Recently, we asked ‘What Makes You Happy At Work?‘ and we discovered five primary factors that play the most pivotal role, those were:

  • Independence/Autonomy
  • Sense of Completion
  • Variety
  • Feedback from the Job
  • Making a Difference

The links are clear.

Achievement And The Sense Of Completion

Whether you’re making a sale, solving a riddle, or trying to buy a hotel on Mayfair, you’re living for that ‘YES!’ moment, that sense of achievement that fills you with the warm and fuzzies. Playing games removes a lot of the negative pressures associated with the challenge proceeding that possible achievement. The stakes aren’t as high (in reality) but you still get the thrill of not knowing the outcome and fighting for a positive one.

In a corporate context, managers are able to witness how you approach a challenge, work with your team in order to achieve a positive outcome, and which roles the participants take in that team and how that differs to your roles at works. This can open an opportunity for anyone to take a lead OR show off a talent that the rest of the office was unaware of.

Either way, you learn more about your colleagues and their abilities and it can positively alter the way you work when you get back to the office!

Sociability And Receiving Feedback From The Job

Your culture at work, how well you get along with your colleagues and the feedback that you receive (positive or negative) at work all play a critical role in your happiness at work.

When you’re playing games, your team is put in a “fun” frame of mind where you have a challenge to overcome together and that means that you’re going to have to learn more about your team in order to see which skills you have at your disposal.

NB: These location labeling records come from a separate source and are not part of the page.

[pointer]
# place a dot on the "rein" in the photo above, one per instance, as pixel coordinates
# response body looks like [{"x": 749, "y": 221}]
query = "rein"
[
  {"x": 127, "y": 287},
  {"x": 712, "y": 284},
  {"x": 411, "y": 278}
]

In order to make your game enjoyable and encourage your team to do well you’ll need to provide feedback and communicate with each other. This is, of course, an invaluable skill in the workplace yet still often under-utilised. Learning this during a game is easier as it allows for trial and error without any real world repercussions that may affect your employment.

Immersion, Independence, Variety, and Making A Difference

Finally, this cross over is multifaceted. Games allow you to be immersed fully in the moment, and depending on the game immersed in a character too. It takes you away from the 9-to-5 and drops you temporarily into a new world or scenario. This immersion will likely encourage a different persona to come forth- one your colleagues may not be used to. This happens naturally and be really exciting for you and your workmates as it cracks the surface of that corporate persona.

Depending on the game you’re playing you’ll need to show a level of autonomy in decision making and problem solving based on a variety of different puzzles and challenges. Working together as a team is the goal, but in order to do that each member has to feel empowered within themselves and be given a chance to show their talents. As any team builder and corporate manager will tell you, it’s the ability to recognise and use the variety of skills from your team that achieves the best results.



What we think the above shows is that what you’re looking for to be happy is at work is the same feelings you have when playing a game, and that’s pretty cool!